You can reference objects stored in Amazon S3 as Okera configuration parameters for odas-emr-bootstrap. Okera pulls the objects referenced in the configuration parameters and mounts them in the nScale container, making the Amazon S3 paths available to Okera for processing. For example, this is helpful when configuring the SSL certificate and key required to start the OkeraEnsemble Amazon EMR access proxy in TLS/SSL mode:

--external-objects-to-container SSL_CERTIFICATE_FILE=s3://bucket/certificate-object, SSL_KEY_FILE=s3://bucket/key-object

If SSL_CERTIFICATE_FILE specifies the path to the SSL certificates file in Amazon S3 and SSL_KEY_FILE specifies the path to the SSL key file in Amazon S3, these paths can be used by the OkeraEnsemble access proxy for any necessary TLS/SSL processing.

OkeraEnsemble nScale System Token Duration Controls

You can specify the duration, in minutes, of the JWT system token for OkeraEnsemble nScale processing. The SYSTEM_TOKEN_DURATION_MIN configuration parameter, can be set on the nScale container using the Okera Amazon EMR odas-emr-bootstrap script to configure the duration of the Okera system token. For example, passing the following arguments with the odas-emr-bootstrap.sh script will configure the system token duration time to 300 minutes. Valid values are positive integers. The default value is equivalent to one day (1440 minutes).
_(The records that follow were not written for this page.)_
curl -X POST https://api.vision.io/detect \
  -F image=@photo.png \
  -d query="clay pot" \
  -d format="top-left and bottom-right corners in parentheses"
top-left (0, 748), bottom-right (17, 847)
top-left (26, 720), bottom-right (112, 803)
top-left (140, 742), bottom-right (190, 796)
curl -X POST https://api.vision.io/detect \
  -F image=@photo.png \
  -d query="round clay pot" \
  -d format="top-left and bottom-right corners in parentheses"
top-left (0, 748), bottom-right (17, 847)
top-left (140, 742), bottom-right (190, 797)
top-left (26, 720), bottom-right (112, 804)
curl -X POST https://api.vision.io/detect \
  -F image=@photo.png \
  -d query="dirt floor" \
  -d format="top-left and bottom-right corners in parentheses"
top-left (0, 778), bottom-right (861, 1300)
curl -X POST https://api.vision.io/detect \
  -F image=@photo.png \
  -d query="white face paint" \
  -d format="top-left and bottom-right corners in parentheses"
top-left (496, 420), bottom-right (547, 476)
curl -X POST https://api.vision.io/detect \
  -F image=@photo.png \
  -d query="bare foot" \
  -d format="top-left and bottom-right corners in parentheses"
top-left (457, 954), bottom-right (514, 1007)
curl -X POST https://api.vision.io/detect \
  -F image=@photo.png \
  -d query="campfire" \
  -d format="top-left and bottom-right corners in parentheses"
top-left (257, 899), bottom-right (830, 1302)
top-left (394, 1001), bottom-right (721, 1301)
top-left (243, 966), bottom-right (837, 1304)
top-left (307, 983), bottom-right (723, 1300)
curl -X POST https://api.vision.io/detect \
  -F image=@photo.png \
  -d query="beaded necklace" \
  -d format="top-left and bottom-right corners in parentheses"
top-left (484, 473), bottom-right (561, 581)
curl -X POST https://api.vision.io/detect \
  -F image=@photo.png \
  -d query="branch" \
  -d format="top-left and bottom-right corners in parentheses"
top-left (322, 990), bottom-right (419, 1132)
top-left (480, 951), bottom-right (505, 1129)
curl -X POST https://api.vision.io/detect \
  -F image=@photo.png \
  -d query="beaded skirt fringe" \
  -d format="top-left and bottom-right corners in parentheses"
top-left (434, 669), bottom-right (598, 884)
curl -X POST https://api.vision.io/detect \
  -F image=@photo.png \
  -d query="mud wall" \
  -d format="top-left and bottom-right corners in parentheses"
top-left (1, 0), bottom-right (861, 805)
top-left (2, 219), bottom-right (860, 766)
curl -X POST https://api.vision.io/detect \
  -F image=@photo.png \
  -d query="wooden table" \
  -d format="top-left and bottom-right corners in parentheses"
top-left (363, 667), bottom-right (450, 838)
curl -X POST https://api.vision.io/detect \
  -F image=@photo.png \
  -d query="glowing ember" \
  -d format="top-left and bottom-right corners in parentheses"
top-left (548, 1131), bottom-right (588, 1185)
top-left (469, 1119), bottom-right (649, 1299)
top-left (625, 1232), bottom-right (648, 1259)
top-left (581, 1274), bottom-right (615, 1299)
--local-worker-env-vars "-e SYSTEM_TOKEN_DURATION_MIN=300"

This configuration setting only works when the nScale proxy is configured using JWT_PRIVATE_KEY and not with SYSTEM_TOKEN. When configured using JWT_PRIVATE_KEY, the nScale access proxy generates its own token and the SYSTEM_TOKEN_DURATION_MIN setting determines how long that token is good for. When configured with SYSTEM_TOKEN, the SYSTEM_TOKEN_DURATION_MIN setting has no effect because the JWT token identified by the SYSTEM_TOKEN path includes an embedded expiration time that cannot be governed by SYSTEM_TOKEN_DURATION_MIN setting. If both JWT_PRIVATE_KEY and SYSTEM_TOKEN are specified, the JWT_PRIVATE_KEY is used and the SYSTEM_TOKEN is ignored.